MAHKEMESİ : Küçükçekmece 3. Sulh Hukuk Mahkemesi
TARİHİ : 27/11/2013
NUMARASI : 2011/2831-2013/1114

Davacı vekili tarafından, davalılar aleyhine 12.12.2011 gününde verilen dilekçe ile ortaklığın giderilmesi istenmesi üzerine yapılan duruşma sonunda; davanın kabulüne dair verilen 27.11.2013 günlü hükmün Yargıtayca incelenmesi bir kısım davalılar tarafından istenilmekle süresinde olduğu anlaşılan temyiz dilekçesinin kabulüne karar verildikten sonra dosya ve içerisindeki bütün kağıtlar incelenerek gereği düşünüldü:
_K A R A R_
Dava, ortaklığın giderilmesi isteğine ilişkindir.
Davalılar vekili, dava konusu taşınmaz üzerindeki binanın müvekkillerine ait olduğunu ileri sürerek muhdesatın aidiyetinin tespiti davası açmak üzere süre talep etmiştir.

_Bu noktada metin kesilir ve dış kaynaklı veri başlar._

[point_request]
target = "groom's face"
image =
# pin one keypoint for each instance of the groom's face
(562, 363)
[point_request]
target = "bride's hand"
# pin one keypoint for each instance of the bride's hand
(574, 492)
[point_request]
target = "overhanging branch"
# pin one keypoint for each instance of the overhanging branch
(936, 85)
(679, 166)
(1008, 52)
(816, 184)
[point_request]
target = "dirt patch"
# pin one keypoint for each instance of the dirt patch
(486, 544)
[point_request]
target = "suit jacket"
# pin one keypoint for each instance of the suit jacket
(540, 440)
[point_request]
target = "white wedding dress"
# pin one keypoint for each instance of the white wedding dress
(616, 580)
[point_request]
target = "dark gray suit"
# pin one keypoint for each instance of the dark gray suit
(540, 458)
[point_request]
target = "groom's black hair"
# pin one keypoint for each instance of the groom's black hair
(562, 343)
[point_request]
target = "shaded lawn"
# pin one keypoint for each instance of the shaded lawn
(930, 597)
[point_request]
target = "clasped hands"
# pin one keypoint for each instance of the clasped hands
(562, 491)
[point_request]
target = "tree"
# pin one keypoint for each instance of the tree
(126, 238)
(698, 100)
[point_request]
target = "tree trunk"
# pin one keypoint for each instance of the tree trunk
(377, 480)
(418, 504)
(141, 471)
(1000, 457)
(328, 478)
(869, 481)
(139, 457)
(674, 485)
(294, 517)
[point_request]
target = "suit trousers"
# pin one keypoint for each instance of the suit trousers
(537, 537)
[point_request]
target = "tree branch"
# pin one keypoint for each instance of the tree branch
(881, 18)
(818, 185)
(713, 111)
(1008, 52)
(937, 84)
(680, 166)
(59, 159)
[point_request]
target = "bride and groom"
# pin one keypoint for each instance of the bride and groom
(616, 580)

Mahkemece, ortaklığın satış suretiyle giderilmesine karar verilmiştir.
Hükmü, davalılar vekili temyiz etmiştir.
Paydaşlığın (ortaklığın) satış suretiyle giderilmesine ilişkin davalarda taşınmaz üzerinde bulunan bina, ağaç v.s. gibi bütünleyici parçaların (muhdesat) kime ait olduğu konusunda uyuşmazlık olup da bunlar üzerinde bazı paydaşların (ortaklar) hak iddia etmeleri ve öncelikle bu uyuşmazlığın giderilmesini istemeleri halinde o paydaşa görevli mahkemede dava açmak üzere HMK’nın 165. maddesi uyarınca uygun bir süre verilmelidir. Mahkemece verilen süre içerisinde dava açıldığı takdirde sonucunun beklenmesi, açılmadığı takdirde o konuda uyuşmazlık yokmuş gibi davaya devam edilmesi gerekir.

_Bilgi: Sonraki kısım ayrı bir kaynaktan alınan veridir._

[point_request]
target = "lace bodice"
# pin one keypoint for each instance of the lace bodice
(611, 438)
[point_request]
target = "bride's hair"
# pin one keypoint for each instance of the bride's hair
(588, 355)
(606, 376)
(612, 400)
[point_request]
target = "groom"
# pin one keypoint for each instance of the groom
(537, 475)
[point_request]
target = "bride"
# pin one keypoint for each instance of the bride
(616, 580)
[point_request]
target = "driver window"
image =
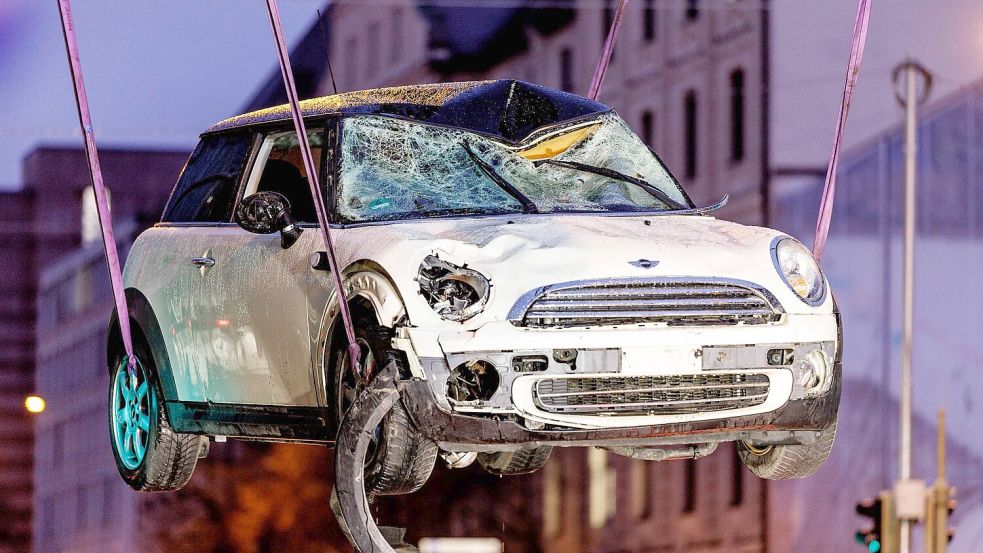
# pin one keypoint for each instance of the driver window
(279, 167)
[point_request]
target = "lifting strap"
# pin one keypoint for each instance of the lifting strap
(102, 206)
(605, 59)
(354, 352)
(853, 70)
(95, 174)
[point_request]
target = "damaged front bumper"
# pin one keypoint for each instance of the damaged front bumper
(698, 385)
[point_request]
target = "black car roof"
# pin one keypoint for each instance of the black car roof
(505, 108)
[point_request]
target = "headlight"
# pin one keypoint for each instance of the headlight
(455, 293)
(799, 269)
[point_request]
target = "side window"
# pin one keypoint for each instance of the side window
(207, 186)
(279, 167)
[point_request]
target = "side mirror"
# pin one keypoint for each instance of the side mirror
(266, 212)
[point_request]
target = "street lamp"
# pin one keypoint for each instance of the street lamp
(34, 404)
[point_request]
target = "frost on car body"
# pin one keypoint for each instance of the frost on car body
(534, 273)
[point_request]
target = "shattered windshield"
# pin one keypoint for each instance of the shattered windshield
(397, 169)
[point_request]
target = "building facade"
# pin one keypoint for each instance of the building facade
(17, 296)
(692, 82)
(79, 501)
(863, 262)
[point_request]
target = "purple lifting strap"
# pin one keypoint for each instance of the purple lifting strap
(95, 172)
(853, 70)
(605, 60)
(354, 352)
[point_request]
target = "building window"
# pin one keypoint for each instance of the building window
(351, 64)
(641, 490)
(566, 70)
(375, 35)
(737, 115)
(648, 20)
(553, 498)
(692, 10)
(690, 139)
(91, 232)
(689, 486)
(603, 503)
(396, 37)
(607, 20)
(737, 482)
(648, 128)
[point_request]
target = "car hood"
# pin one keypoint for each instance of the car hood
(519, 254)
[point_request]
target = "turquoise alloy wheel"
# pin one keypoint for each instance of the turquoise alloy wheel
(130, 410)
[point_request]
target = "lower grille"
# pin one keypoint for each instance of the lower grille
(655, 395)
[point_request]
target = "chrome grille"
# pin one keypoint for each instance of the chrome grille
(655, 395)
(676, 301)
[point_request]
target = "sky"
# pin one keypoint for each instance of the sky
(157, 73)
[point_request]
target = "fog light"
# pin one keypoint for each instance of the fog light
(813, 370)
(475, 380)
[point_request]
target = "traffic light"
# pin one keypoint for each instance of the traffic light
(870, 536)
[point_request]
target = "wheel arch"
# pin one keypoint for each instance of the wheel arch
(371, 293)
(143, 320)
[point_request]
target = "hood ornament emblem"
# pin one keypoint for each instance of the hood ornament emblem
(644, 263)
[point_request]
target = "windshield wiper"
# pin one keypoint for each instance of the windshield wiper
(505, 185)
(618, 175)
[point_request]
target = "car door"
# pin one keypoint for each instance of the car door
(255, 291)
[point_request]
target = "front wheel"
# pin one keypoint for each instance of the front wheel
(150, 456)
(399, 459)
(785, 462)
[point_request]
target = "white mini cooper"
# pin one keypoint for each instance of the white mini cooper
(532, 270)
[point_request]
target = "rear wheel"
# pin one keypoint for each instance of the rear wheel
(785, 462)
(399, 459)
(150, 456)
(522, 461)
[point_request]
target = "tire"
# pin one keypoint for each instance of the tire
(168, 458)
(522, 461)
(785, 462)
(402, 459)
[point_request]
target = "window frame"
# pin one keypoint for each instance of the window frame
(336, 219)
(237, 185)
(329, 143)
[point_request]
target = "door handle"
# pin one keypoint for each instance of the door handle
(202, 261)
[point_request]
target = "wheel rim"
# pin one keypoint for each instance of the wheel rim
(348, 391)
(130, 414)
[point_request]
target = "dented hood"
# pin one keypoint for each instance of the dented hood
(522, 253)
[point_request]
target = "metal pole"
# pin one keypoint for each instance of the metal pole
(908, 289)
(911, 99)
(95, 174)
(606, 51)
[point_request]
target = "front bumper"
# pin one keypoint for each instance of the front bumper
(796, 422)
(514, 416)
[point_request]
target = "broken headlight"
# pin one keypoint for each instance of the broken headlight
(455, 293)
(799, 269)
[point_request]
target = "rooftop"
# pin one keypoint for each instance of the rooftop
(506, 109)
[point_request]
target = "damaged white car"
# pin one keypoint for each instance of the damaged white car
(534, 273)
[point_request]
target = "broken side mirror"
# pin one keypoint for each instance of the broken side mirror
(266, 212)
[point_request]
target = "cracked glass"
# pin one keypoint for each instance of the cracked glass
(393, 168)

Somut olaya gelince; davalılar yargılama sırasında taşınmaz üzerindeki binanın kendilerine ait olduğunu savunarak bu konuda dava açmak üzere süre talebinde bulunduklarından mahkemece davalılara muhdesatın aidiyetinin tespiti davası açmak üzere süre verilmeli, verilen süre içerisinde dava açıldığı takdirde sonucu beklenmeli, açılmadığı takdirde o konuda uyuşmazlık yokmuş
gibi bir karar verilmesi gerekirken yazılı şekilde hüküm kurulması doğru görülmediğinden kararın bozulması gerekmiştir.
SONUÇ: Yukarıda açıklanan nedenlerle davalılar vekilinin temyiz itirazlarının kabulü ile hükmün BOZULMASINA, peşin harcın istek halinde yatırana iadesine, 26.12.2014 tarihinde oybirliği ile karar verildi.